I might be a party pooper, but I think burning solvents is blasphemy. Use them to purify compounds from black goo and recrystallize them. That's useful, and productive. Also, when doing pyrotechnic demonstrations, you only don't have to be chemist to know what the label says, you also have to be pyrotechnician or an energetics expert to understand how they behave when you lit them up. Perhaps you could demonstrate new chemists how labs blow up when you boil some flammable solvent in an open pot, and make them respect those things better and be more careful due to fear of the consequences they've witnessed.

Back in the days, I would wanna make energetics to get a bang bang. Nowadays I'd only make them to perfect the synthesis and recrystallize them out in their purest form ever.

Vomaturge - 5-1-2022 at 23:13

Quote:
From a previous post of mine, about whoosh bottles:

[Quote]methanol will form a perfectly oxygenated mixture when it makes up 12.3% of the air by volume. To do that in a 18.9l bottle at 20C requires 3.9ml* of alcohol to vaporize. Air saturated with it at 101.3 kPa and 20C will contain 12.85% methanol. For ethanol the values are 6.54%, 3ml*, and 5.95% respectively, and for 100% isopropyl alcohol they are 4.46%, 2.7ml*, and 4.4%. For methane, propane,butane and dimethyl ether measured in gas phase, the perfect concentrations and volume for a 18.9 l container are 9.5%/1.8L, 4%/760ml, 3.1%/590ml, and 6.5%/1.23L (White Rain hairspray has DME and a bit of EtOH, and based on small scale tests 15 seconds of spraying should make a flammable mixture in that size vessel. Not sure how much is the perfect amount)


So using any of the alcohols at room temperature, you'll never get anywhere close to the upper flammable limit. Even if you saturate the air with vapor you'll still have an almost perfectly stoichiometric ratio at 20C.

The only thing you might accomplish by leaving an excess liquid phase in the bottle is this.

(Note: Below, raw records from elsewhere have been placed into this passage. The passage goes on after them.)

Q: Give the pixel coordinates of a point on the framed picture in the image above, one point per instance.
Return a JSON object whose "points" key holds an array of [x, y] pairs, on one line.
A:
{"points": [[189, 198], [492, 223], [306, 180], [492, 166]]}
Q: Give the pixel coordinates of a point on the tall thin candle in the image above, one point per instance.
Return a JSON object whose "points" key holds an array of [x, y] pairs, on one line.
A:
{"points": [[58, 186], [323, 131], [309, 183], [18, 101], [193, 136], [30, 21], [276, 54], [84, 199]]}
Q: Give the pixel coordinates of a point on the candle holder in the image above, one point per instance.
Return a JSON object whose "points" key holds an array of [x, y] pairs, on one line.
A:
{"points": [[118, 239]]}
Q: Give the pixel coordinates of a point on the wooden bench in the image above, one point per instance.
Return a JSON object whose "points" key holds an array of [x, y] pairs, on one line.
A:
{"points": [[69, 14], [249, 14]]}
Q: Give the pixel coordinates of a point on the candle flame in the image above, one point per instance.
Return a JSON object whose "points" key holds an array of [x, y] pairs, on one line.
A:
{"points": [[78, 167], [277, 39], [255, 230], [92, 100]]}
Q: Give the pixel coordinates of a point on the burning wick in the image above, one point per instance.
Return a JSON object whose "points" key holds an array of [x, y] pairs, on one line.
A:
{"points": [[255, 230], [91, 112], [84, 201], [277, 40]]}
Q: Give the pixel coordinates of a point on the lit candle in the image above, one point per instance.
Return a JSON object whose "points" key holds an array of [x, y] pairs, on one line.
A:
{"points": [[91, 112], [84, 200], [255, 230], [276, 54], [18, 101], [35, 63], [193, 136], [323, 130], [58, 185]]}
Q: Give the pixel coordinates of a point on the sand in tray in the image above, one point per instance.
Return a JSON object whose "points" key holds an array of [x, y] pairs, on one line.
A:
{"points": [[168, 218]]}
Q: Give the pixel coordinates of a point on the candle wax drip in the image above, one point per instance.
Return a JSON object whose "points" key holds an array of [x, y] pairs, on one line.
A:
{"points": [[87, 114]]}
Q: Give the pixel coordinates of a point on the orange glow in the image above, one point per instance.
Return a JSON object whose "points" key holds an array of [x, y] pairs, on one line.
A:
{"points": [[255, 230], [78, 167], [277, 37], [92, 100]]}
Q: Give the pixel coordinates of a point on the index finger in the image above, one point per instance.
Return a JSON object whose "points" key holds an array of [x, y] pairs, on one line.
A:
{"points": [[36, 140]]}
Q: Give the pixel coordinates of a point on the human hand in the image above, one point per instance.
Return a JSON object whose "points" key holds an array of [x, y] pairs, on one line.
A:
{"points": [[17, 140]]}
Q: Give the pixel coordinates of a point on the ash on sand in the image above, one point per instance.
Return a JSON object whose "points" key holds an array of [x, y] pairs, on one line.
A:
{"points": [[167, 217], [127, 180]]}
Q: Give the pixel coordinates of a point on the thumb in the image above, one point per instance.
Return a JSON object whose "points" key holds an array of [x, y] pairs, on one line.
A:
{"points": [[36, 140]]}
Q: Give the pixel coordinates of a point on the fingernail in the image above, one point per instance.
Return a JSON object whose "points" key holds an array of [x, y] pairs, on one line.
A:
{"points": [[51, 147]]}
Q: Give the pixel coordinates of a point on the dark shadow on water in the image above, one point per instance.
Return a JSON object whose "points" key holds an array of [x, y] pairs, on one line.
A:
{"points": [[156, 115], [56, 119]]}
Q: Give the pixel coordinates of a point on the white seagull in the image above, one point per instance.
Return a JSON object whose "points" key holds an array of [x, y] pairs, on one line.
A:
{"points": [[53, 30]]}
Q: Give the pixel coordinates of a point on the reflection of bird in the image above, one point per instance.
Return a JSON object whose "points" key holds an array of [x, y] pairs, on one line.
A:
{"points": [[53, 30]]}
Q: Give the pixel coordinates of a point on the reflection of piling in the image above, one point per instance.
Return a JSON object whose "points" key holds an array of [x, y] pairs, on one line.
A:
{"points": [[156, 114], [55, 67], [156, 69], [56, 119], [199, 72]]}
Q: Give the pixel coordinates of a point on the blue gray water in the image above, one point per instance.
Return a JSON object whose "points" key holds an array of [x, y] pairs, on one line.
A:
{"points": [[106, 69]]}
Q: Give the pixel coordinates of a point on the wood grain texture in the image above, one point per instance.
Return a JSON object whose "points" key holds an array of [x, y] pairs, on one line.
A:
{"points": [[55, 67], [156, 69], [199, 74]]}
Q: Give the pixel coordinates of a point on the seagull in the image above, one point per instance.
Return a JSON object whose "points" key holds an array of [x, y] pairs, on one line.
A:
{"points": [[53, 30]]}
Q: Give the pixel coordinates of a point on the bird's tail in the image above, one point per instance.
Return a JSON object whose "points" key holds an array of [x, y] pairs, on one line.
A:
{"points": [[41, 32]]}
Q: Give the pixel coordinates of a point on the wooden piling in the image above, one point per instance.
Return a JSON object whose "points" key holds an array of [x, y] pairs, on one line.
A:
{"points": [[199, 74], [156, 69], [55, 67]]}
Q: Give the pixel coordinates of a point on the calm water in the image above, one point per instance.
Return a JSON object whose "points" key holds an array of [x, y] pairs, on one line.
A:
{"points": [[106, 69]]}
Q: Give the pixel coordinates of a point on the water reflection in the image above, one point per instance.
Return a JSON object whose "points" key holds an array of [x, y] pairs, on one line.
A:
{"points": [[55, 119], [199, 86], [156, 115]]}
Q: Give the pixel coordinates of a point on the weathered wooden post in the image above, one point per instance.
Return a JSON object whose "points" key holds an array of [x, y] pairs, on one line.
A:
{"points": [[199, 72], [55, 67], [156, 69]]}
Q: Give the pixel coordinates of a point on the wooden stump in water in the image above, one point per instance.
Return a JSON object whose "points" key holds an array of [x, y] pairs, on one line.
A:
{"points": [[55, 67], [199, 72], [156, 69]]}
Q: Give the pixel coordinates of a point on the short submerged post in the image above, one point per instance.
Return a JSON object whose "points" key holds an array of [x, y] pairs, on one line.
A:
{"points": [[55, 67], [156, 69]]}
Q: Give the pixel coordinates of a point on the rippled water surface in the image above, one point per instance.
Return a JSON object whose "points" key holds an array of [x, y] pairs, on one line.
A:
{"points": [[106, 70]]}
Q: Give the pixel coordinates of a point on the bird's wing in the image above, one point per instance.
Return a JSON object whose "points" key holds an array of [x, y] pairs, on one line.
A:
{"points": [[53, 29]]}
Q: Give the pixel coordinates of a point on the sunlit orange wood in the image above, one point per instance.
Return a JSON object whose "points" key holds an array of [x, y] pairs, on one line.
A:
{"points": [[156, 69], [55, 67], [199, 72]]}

Morgan - 6-1-2022 at 11:20

Quote:
Quote: Originally posted by Vomaturge  
From a previous post of mine, about whoosh bottles:

[Quote]methanol will form a perfectly oxygenated mixture when it makes up 12.3% of the air by volume. To do that in a 18.9l bottle at 20C requires 3.9ml* of alcohol to vaporize. Air saturated with it at 101.3 kPa and 20C will contain 12.85% methanol. For ethanol the values are 6.54%, 3ml*, and 5.95% respectively, and for 100% isopropyl alcohol they are 4.46%, 2.7ml*, and 4.4%. For methane, propane,butane and dimethyl ether measured in gas phase, the perfect concentrations and volume for a 18.9 l container are 9.5%/1.8L, 4%/760ml, 3.1%/590ml, and 6.5%/1.23L (White Rain hairspray has DME and a bit of EtOH, and based on small scale tests 15 seconds of spraying should make a flammable mixture in that size vessel. Not sure how much is the perfect amount)


So using any of the alcohols at room temperature, you'll never get anywhere close to the upper flammable limit. Even if you saturate the air with vapor you'll still have an almost perfectly stoichiometric ratio at 20C.

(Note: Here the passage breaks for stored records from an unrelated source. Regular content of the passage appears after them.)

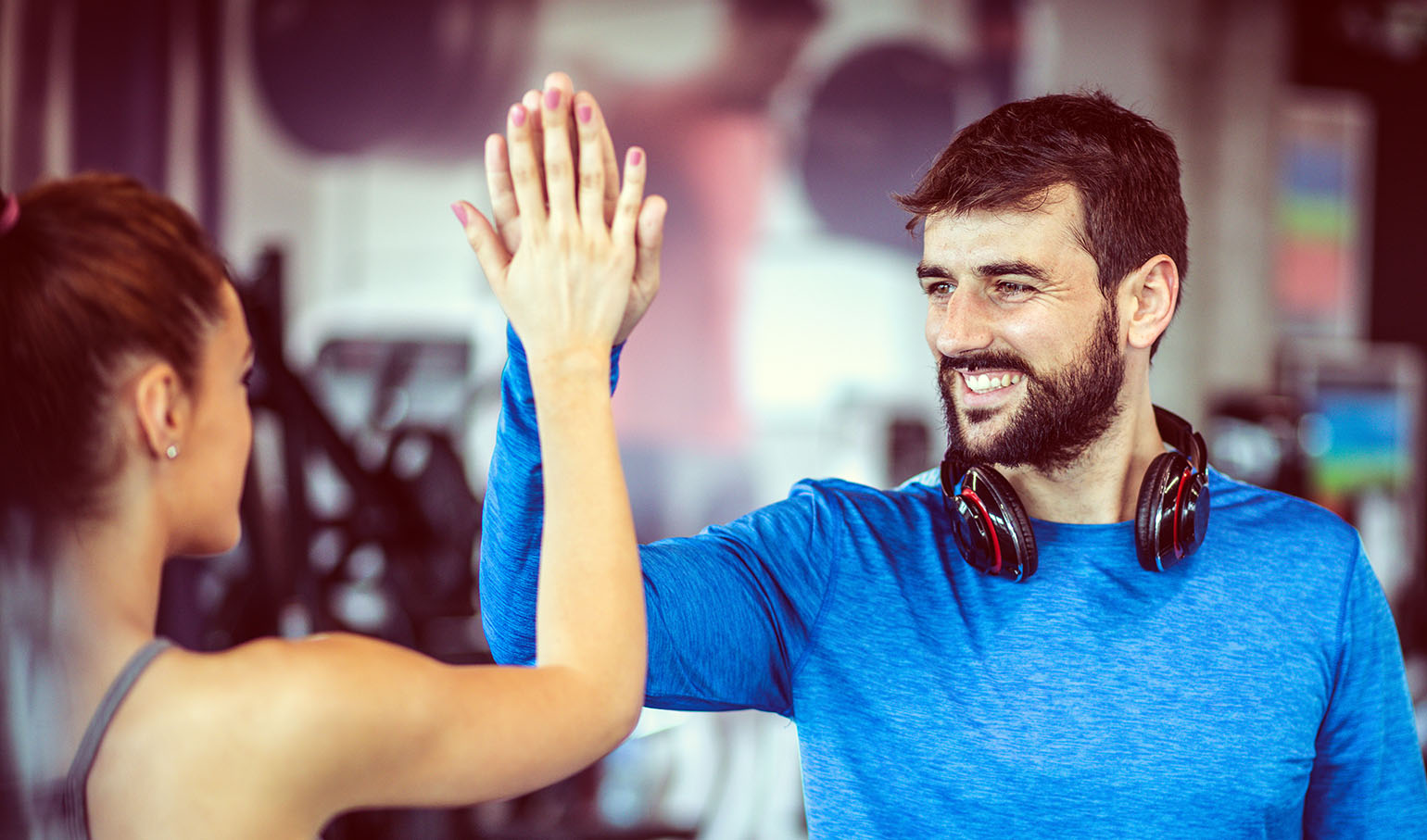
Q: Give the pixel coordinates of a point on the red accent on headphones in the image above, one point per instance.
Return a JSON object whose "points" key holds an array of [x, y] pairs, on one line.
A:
{"points": [[995, 541]]}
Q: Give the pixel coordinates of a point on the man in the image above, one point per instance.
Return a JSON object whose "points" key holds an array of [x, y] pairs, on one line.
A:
{"points": [[1250, 689]]}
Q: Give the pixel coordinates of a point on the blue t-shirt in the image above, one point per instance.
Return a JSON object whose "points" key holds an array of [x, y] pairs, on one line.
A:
{"points": [[1253, 691]]}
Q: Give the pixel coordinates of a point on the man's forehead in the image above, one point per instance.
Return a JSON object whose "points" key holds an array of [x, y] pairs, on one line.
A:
{"points": [[1041, 227], [1056, 201]]}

The only thing you might accomplish by leaving an excess liquid phase in the bottle is this.


That sort of a thing happened at Seville Quarter, a place in town that served flaming hurricanes. A bottle of 151 rum became a whoosh bottle lighting a length of the bar and few people on fire with minor burns prompting them to discontinue the flambe libation as was noted on the local news . The drink would be served in a very tall glass with ice topped with a sugar cube and 151 rum, an orange slice on the side. Maybe put a flame arrester in the pouring spout for the more flammable spirits.

One version
https://youtu.be/KQN4Pik87q4

Texium - 6-1-2022 at 11:26

Or alternatively, pour your high proof liquor, close the bottle and set it aside, then ignite your drink…

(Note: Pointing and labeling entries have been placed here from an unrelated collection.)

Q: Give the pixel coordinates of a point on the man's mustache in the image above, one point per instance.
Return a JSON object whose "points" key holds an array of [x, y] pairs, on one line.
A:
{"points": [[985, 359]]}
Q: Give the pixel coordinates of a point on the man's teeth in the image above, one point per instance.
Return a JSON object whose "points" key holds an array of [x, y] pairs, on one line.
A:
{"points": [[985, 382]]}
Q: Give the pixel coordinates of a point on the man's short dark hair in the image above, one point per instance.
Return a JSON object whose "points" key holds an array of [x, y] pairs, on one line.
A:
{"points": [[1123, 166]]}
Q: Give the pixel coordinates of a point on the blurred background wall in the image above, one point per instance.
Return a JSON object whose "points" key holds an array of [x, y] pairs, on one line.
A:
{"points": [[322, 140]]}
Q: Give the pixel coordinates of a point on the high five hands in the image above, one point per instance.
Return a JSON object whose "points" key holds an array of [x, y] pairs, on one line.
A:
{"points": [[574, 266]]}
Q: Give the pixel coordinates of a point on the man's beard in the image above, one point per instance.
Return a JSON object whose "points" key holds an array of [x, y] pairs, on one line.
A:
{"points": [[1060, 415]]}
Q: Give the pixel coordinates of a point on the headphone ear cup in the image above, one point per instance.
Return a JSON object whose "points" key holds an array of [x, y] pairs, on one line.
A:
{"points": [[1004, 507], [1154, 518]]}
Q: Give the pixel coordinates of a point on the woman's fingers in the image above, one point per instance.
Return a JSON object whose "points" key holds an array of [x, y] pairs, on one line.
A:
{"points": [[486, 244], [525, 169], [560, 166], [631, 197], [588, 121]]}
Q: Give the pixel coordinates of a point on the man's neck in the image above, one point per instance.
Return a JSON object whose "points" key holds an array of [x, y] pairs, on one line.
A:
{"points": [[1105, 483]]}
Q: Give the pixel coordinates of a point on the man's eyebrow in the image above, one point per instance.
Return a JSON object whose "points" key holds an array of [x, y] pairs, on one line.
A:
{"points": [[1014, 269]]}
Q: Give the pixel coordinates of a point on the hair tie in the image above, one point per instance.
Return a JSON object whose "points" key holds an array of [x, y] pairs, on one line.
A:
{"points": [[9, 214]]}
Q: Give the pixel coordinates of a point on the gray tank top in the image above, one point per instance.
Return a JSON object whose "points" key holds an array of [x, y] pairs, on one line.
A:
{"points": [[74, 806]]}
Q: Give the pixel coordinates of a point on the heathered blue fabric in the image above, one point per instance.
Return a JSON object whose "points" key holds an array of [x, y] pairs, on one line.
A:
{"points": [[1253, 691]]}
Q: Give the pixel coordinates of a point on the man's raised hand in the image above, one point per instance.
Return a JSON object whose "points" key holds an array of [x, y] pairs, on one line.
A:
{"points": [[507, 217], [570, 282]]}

Morgan - 6-1-2022 at 11:35

Quote: Originally posted by Texium  
Or alternatively, pour your high proof liquor, close the bottle and set it aside, then ignite your drink…


Yes that seems the best idea. But there's always someone who gets distracted with procedures or just not in the know. Something like a waning flame and "Maybe I'll just top it off with a iittle more rum while it's burning".